I know this is very rough maths and the i9 is probably power starved, the difference between the i5, i7 and i9 shows adding each extra E core gives roughly 40% of a P core's performance when the core's fully loaded.
I know they were expected to be around 60% of the performance but I wonder if when fully loaded they drop further behind, a limitation of the shared l2 and ring stop perhaps?
Doesn't the 11900K get 5700 points at 250W?
The improvement is 50% once you add in 19% gain for the Cove cores, and the clocks haven't changed.

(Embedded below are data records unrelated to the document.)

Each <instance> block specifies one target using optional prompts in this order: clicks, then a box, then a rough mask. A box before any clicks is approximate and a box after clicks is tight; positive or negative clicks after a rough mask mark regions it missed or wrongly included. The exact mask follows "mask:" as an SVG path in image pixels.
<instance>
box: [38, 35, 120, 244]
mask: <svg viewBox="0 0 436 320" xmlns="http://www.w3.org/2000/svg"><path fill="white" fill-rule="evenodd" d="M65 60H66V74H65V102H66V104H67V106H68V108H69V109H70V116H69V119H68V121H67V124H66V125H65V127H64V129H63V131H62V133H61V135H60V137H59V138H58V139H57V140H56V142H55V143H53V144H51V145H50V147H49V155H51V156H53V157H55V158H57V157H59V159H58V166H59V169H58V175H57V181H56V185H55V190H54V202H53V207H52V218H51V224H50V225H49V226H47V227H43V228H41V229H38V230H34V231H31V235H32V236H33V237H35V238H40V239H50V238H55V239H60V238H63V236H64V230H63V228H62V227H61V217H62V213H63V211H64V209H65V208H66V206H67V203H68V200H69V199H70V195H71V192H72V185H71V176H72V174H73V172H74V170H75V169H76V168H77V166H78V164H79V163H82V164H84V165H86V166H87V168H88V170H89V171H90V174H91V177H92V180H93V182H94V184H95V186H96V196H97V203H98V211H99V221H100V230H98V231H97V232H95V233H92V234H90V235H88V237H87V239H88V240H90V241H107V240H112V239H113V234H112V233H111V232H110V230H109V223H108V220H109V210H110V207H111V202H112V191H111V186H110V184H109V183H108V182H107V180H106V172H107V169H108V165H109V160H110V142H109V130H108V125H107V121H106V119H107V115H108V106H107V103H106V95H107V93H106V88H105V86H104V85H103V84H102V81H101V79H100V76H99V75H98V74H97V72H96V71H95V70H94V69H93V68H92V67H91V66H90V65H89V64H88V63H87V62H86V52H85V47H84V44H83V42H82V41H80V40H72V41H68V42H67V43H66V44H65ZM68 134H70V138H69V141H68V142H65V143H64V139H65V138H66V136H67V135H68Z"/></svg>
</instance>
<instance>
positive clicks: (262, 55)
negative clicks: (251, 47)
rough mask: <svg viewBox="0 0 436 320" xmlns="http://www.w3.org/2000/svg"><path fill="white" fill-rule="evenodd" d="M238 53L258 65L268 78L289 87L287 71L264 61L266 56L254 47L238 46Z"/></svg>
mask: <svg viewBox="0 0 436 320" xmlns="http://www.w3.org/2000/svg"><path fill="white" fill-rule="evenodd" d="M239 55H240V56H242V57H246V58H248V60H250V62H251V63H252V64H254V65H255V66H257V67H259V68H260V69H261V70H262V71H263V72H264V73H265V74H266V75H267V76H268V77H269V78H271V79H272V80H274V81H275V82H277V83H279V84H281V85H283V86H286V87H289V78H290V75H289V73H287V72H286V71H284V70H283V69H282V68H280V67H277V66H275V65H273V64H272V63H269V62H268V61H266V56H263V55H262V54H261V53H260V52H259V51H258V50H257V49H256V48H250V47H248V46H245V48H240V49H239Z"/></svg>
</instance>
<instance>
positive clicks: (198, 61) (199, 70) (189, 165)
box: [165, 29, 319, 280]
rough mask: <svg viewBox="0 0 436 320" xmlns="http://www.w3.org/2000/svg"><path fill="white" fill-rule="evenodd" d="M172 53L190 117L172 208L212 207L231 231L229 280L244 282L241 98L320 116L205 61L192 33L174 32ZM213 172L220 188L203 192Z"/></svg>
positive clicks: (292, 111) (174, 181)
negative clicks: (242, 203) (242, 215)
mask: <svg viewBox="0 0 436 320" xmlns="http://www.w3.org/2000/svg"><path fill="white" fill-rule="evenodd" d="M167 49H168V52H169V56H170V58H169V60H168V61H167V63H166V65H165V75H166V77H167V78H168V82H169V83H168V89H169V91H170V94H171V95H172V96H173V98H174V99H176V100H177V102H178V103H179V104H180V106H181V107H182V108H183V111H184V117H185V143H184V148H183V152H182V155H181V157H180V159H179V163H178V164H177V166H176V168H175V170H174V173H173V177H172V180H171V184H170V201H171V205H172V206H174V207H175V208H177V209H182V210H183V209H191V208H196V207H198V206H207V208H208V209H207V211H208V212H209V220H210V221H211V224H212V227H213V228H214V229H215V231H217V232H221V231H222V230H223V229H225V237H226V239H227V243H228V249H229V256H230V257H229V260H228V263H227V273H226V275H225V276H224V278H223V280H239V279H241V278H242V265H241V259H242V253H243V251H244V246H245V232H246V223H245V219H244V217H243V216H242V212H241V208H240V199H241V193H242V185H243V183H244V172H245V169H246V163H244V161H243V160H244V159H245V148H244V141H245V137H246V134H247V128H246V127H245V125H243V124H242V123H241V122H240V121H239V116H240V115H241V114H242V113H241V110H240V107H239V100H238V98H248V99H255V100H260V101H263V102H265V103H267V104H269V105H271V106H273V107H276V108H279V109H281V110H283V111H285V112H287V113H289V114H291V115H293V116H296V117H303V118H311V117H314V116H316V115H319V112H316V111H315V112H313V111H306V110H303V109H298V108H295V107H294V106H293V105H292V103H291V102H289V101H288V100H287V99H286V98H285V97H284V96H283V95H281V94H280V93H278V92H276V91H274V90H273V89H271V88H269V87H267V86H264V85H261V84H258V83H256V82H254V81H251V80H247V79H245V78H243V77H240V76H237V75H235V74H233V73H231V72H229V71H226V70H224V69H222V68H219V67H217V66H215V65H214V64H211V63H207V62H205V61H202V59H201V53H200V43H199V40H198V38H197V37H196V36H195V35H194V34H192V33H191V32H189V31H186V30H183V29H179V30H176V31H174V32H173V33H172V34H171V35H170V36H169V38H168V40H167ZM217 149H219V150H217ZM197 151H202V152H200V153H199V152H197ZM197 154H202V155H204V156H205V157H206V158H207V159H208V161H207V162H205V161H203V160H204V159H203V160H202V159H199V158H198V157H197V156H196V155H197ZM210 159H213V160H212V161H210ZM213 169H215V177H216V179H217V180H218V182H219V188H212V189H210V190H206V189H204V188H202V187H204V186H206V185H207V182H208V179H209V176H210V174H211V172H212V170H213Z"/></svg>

The E cores are still in the 50% range.
Golden Cove's 30% area gain for 19% improvement despite an extra pipeline stage is a very good step in the right direction, considering adding pipeline stages cost performance, power use and area and we got same ballpark 19% range with Sunny Cove but a 38% increase in area.
@mikk
AVX2 shouldn't take a lot, even if Gracemont has both dual 256-bit units and FMA support. The diagrams seem to point towards a 128-bit FMA configuration similar to earlier AMD chips. I think the clock focus to get it from 3 to 4GHz is costing them.
I calculated 0.25mm2 for AVX256 units. Really, the addition shouldn't have been more than 0.1mm2. Even then we're talking 1.6mm2, still in the 90 percentile increase in core area.
I am hoping Intel eventually gets into the Tablet business, but naturally, organically this time by making an efficient chip. Gracemont's size seems to push away from that idea.
Going from a 0.88mm2 Tremont, to 1.7mm2 Gracemont, even with 2-4x vector unit performance and 30% uarch improvement doesn't sit right with me. Hopefully it's really good in the perf/watt department at least. And I mean "really good" by making it worth it in the mobile space despite the scheduler headaches. If say the 15W 2+8 is 25% faster than 28W Tigerlake in MT, and 4+8 28W is twice as fast, then probably.